Als Rechnungshofpräsident hat er der Verwaltung die Leviten gelesen, als Vorsitzender des Österreich-Konvents wollte er das Land umkrempeln, als Präsident von Transparency Österreich gilt er als beständiger Mahner vor Korruption aller Art. Beinahe hätte das zu Weihen höherer Art geführt: Franz Fiedler war schon des Öfteren als Präsidentschaftskandidat im Gespräch.

Jetzt ist Fiedler ziemlich entzaubert: Er ist nämlich auch Obmann des Akademikerbundes. Und der ist mit recht seltsamen Ansichten – von der völligen Abschaffung des NS-Verbotsgesetzes über die Aufhebung des Gleichbehandlungsgesetzes bis zur „Frau an den Herd“-Ideologie – an die Öffentlichkeit getreten.
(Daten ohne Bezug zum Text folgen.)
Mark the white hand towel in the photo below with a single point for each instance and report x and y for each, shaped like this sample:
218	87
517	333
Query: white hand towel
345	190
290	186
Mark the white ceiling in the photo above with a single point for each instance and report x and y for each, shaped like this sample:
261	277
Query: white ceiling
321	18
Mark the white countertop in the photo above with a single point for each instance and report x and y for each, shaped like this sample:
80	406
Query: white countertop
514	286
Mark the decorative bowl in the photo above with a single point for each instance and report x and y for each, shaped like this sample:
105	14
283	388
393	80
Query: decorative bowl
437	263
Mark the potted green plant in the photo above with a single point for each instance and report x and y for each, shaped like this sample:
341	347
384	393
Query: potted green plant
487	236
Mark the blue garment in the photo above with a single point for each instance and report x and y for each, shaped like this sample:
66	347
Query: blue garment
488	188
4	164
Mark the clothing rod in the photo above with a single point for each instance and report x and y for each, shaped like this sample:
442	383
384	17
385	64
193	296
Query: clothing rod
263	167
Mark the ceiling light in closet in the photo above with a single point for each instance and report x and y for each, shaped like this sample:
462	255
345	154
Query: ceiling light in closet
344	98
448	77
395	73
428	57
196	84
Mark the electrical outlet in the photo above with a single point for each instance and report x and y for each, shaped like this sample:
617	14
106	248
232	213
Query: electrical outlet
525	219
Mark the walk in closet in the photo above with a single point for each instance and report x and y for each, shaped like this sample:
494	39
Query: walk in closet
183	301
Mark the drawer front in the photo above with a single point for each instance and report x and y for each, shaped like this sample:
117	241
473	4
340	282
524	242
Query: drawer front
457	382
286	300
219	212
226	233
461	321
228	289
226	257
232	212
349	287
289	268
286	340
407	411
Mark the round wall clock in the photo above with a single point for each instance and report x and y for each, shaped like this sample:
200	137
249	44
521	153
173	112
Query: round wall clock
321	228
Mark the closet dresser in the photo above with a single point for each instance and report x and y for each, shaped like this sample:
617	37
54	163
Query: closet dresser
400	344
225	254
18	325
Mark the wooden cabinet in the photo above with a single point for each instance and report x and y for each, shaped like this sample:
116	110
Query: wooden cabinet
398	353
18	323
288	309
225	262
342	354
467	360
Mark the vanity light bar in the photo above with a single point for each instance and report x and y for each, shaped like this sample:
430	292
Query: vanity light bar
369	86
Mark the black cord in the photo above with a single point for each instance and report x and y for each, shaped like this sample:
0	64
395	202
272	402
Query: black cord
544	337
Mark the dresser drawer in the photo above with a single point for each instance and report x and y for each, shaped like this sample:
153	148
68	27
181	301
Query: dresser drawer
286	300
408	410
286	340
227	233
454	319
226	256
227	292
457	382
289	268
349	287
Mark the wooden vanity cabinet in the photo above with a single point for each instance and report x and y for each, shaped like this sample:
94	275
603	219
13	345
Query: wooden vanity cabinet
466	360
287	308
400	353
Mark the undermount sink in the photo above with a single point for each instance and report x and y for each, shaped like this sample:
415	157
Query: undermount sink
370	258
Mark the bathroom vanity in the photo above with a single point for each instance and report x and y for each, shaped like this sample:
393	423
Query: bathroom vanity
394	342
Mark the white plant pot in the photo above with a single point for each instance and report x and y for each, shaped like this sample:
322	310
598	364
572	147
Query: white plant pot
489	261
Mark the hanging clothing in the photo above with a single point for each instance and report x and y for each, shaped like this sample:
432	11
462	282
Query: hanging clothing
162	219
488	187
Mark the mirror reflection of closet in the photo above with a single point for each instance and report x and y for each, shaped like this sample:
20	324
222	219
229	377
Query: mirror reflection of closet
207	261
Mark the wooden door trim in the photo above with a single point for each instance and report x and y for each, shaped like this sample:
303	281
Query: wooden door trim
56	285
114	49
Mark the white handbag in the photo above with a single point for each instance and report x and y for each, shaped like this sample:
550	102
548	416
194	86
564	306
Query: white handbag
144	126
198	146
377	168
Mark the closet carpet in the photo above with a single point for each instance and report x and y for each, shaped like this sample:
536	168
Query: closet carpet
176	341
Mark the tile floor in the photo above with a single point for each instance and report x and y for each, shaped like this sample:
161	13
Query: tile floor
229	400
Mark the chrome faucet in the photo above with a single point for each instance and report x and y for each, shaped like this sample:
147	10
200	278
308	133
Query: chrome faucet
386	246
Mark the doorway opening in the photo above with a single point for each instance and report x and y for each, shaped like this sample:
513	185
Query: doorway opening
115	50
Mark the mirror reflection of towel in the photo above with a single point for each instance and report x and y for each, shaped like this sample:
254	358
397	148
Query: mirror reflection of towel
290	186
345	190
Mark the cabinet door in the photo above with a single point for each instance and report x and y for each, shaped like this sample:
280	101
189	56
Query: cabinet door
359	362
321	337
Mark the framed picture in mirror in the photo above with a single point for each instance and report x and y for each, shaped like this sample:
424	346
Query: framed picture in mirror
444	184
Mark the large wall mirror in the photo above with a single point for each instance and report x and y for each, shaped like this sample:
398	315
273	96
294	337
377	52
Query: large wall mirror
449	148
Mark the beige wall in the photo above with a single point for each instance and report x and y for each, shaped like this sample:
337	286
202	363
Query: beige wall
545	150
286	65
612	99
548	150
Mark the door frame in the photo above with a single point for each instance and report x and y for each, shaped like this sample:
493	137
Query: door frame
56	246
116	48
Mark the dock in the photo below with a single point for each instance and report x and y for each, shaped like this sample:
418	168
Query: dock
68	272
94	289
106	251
Gut, es war die Wiener Landesorganisation des Akademikerbundes, die verhaltensauffällig wurde. Die Bundesorganisation hat da kein direktes Durchgriffsrecht. Aber immerhin ist Fiedler selbst Mitglied der Wiener Organisation, und er musste das Positionspapier seit Monaten kennen. Jetzt hat sich die Bundesorganisation zwar – spät aber doch – von ihren Wiener Funktionären distanziert. Aber Fiedler muss doch schon länger gewusst haben, was sich da unter dem Dach seines Vereins abspielt.

Fazit: Wer der ganzen Nation ständig erklärt, wie sie ihre Probleme lösen soll, muss zuerst einmal in der eigenen Organisation für Ordnung sorgen. Sonst wird er leider unglaubwürdig.